This Is Your Mrain on Busic

This past October, I had the pleasure of meeting Christopher Woodside (@MarylanDChris), Assistant Executive Director at National Association for Music Education (NAfME) and music lobbyist, at the PMEA District 7 Music Conference. He opened the conference with a talk about reinventing music advocacy, which inspired a previous blog post on this.

Me and Chris Woodside at PMEA District 7 Conference. Photo by me.

Me and Christopher Woodside at PMEA District 7                   Photo by me.

Christopher’s National Voice of Music Education talk brought focus to the idea that music educators we are advocating that learners participating in music helps score better on standardized tests. This is what we think that administrators and classroom teachers want to hear and will keep us in our classrooms. This is one way of advocating. NAfME and the Broader Minded movement has another idea.

I share the belief that music positivley impacts academic achievement. I think that it goes beyond that. Understanding the world better is a residual of learners engaging in the authentic processes of creating and expressing musically. Music shapes the way our students understand themselves and the world around them. The Broader Minded Movement asks everyone to think beyond the bubbles of standardized tests and educate the whole student.

Here is the thing, learning is learning and thinking is thinking. Content areas are a way to curate thinking, much like hashtags. Teaching conceptually and through processes makes the learning holistic. There are unique ways of knowing the world through music that beings out expressive qualities in learners. Performing, composing, arranging, remixing, and genre shifting are a few processes in which learners are asked to collaborate, think critically, communicate, create, revise, and make decisions, all within the constraints of an essential question.

The video below shows how music can be a way to model and practice grit. “I wasn’t good when I started playing music, but I kept practicing and worked hard because I loved it, and I got better. I got blisters on my fingers when learning the guitar, but I played through them and it has made all the difference.”

If you think there is more to a music educate than scoring higher on a standardized tests, please consider joining the Broader-Minded: Beyond The Bubbles Movement and Share Your Story Here.

Thank you NAfME and Christopher Woodside for advocating for us. Read the Press Release Here

From NAfME

From NAfME

BubblesLogo

Voice and Choice in Music Education

Image from www.freegreatpictures.com

Image from www.freegreatpictures.com

Technology integration is most effective when it provides a transparent scaffold within a musical learning experience. The technology provides a differentiated experience from learner to learner, where music learners can have their voice and choice in deciding which technology best suits their needs and how they choose to use technology to support their musicianship. However, it is important not to concentrate too much on the technology itself. The music must remain the focus of the learners’ experience, with the technology becoming a vehicle for learners’ musicianship. Technology simply provides musicians multiple pathways to express, problem solve and show understanding of learning goals, thus fostering divergent thinking.

I have experienced a shift in the culture of my classroom. I find that learner/musicians engage deeply in experiences that connect to the music that is the soundtrack of their lives. It is relevant, current, and forward-thinking; they see themselves as innovators and creators of new music. It is a new mindset, and technology is at the forefront of this seismic shift.

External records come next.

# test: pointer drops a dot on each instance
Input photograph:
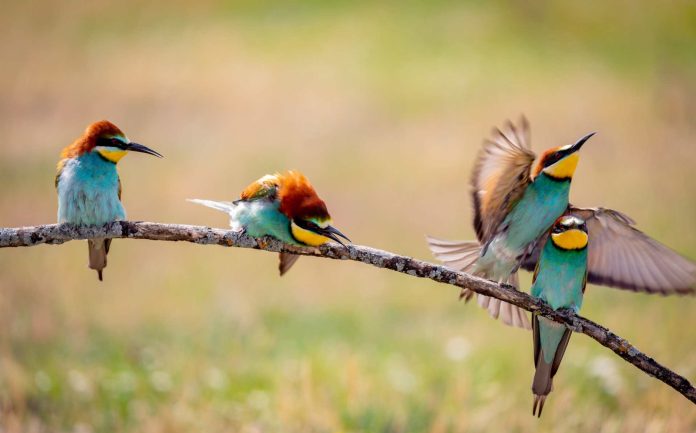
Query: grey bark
(60, 233)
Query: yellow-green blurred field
(383, 106)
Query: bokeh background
(384, 107)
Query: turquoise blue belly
(88, 192)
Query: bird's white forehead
(571, 221)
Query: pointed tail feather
(286, 262)
(223, 206)
(539, 401)
(509, 314)
(544, 372)
(98, 249)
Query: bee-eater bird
(284, 206)
(514, 207)
(559, 280)
(88, 185)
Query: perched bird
(88, 185)
(559, 280)
(514, 207)
(284, 206)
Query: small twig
(60, 233)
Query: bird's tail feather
(98, 249)
(462, 256)
(223, 206)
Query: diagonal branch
(60, 233)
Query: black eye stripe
(552, 159)
(110, 142)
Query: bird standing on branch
(559, 280)
(284, 206)
(514, 207)
(88, 185)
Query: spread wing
(501, 174)
(622, 256)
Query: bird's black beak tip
(333, 234)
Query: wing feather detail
(622, 256)
(501, 173)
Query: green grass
(383, 106)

Digital musicians must find a distinctive musical “voice.” They may build on what has gone before, so they may sidestep existing work. Either way, they become a new kind of musician: one who originates and performs, who creates and produces, and who harnesses the potential of technology in new and exciting ways. (Hugill, 2012)

When music learners are given these choices, they begin to take more ownership of their learning and construct their own understanding within an inquiry-based learning environment. Creating opportunities for musicians to show their understanding of musical concepts in their own way nurtures an environment where they feel valued and honored. This model also fosters divergence in the ways different musicians interpret and create music. While some may choose technology, some may prefer creating music with acoustic instruments, and still others may opt for a cappella. The important idea is that all are acceptable. We, as educators, just need to ensure that all are available. Making music on acoustic instruments has been accepted as a way of being a musician for a long time; it is making music through technology that we must now also consider valid.

While it is tempting to just dabble with technology in the musical classroom, it cannot be simply an extra “add-on.” Learning to use technology as a musician should be one of the core processes in the classroom. Technology should be ubiquitous, transparent, and ever-changing; it must constantly evolve along with learning. Educators should not simply plan “Technology Tuesdays” or tell students, “When you are finished with your work, you may play a game on the iPad.” Because learners are not inherently born with an understanding of how to use technology, they need to engage in experiences that foster their understanding of its appropriate uses. If the only way learners use technology in a classroom is to play games after they are finished with a lesson, they will come away believing that is all music technology can be. Instead, technology must support music learners’ engagement in new musical experiences in new ways.